Given that seizure of children from their primary caregiver was the goal, the truth did not matter. The Family Court judge continued to repeat the father’s lie that the mother was “absconding”, stating that her being found in a hotel twenty minutes away from home in the same state, in truth to help her children de-stress in a pool, was “proof”. Yet, not only was this well within her rights, the father and the guardian ad litem had themselves caused the exigency: the children were suicidal after the father secretly took them to an out-of-state resort, hours away, on the previous weekend — in actual violation of court directives — having stolen their passports from common possession. He was discovered only because the children secretly called their maternal grandfather, in such “terror” that the grandfather rushed back from Canada, fearing for his grandchildren’s safety, only never to see them again. The children were also protesting against being forced to go to the Court-mandated “therapist” at this time, and the “therapist” had just locked them in her office when they refused her “therapy”, causing them to cry. When the mother complained that the children were acutely suicidal after each visit with this “therapist”, the guardian ad litem accused the mother of “interfering with the therapeutic process” — no doubt actually meaning, “interfering with our theft of your children.”

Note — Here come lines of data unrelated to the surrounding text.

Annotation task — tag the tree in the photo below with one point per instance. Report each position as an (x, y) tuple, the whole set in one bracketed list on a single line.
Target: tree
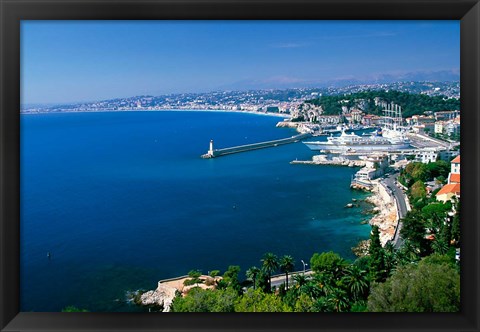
[(414, 230), (200, 300), (327, 262), (286, 265), (418, 190), (252, 274), (430, 286), (270, 265), (257, 301), (377, 259), (456, 225), (356, 282)]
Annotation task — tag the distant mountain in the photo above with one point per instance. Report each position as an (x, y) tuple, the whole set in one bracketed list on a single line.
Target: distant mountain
[(289, 83)]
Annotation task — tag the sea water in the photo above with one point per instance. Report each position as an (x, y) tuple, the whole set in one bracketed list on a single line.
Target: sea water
[(112, 202)]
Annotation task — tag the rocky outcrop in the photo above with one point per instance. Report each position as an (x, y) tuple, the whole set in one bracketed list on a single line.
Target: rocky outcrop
[(162, 296), (386, 219)]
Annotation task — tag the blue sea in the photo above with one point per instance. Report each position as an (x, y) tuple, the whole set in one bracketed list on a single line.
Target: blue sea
[(121, 200)]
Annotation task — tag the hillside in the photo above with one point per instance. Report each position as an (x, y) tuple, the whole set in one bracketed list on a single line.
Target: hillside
[(411, 103)]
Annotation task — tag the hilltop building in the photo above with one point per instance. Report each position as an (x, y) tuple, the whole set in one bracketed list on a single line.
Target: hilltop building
[(453, 187)]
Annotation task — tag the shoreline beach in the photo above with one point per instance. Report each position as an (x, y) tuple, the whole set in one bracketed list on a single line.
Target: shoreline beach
[(280, 115)]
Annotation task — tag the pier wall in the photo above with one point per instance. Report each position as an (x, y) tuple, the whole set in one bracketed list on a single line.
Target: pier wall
[(254, 146)]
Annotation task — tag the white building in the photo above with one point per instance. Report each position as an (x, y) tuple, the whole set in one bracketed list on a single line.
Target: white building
[(426, 156)]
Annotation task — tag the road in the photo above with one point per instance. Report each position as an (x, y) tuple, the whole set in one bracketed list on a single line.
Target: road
[(399, 196), (279, 279)]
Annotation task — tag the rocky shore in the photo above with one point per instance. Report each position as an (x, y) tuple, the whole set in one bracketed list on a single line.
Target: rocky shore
[(386, 216), (162, 297)]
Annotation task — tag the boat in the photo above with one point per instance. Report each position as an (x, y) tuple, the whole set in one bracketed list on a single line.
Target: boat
[(390, 137)]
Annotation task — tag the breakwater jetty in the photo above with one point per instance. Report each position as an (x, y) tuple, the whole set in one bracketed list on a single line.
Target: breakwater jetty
[(213, 153)]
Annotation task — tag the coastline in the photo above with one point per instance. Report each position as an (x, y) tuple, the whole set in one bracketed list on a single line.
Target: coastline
[(279, 115), (386, 217)]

3. Seal the Case, Break All the Rules, and Intimidate the Lawyers
Sealing the case is the third step in the Family Court formula for stealing children. American courts are open to the public for a reason: the nation’s founders believed that the right to a public trial is fundamental to ensuring transparency, fairness, and justice and for holding state actors accountable in cases of abuse of authority. Family Courts are exceptional in that they are given the right to blanket seal their records, on their say-so alone, “for the protection of children.” Family Courts are also exceptional in that they are granted wide discretion with the law, supposedly to meet the unique and individual nature of “each family’s needs.” However, the reality is that this lack of transparency has combined with a lack of accountability — to yield a culture of unmitigated abuse of power without scrutiny, free to destroy children and families indiscriminately with complete impunity.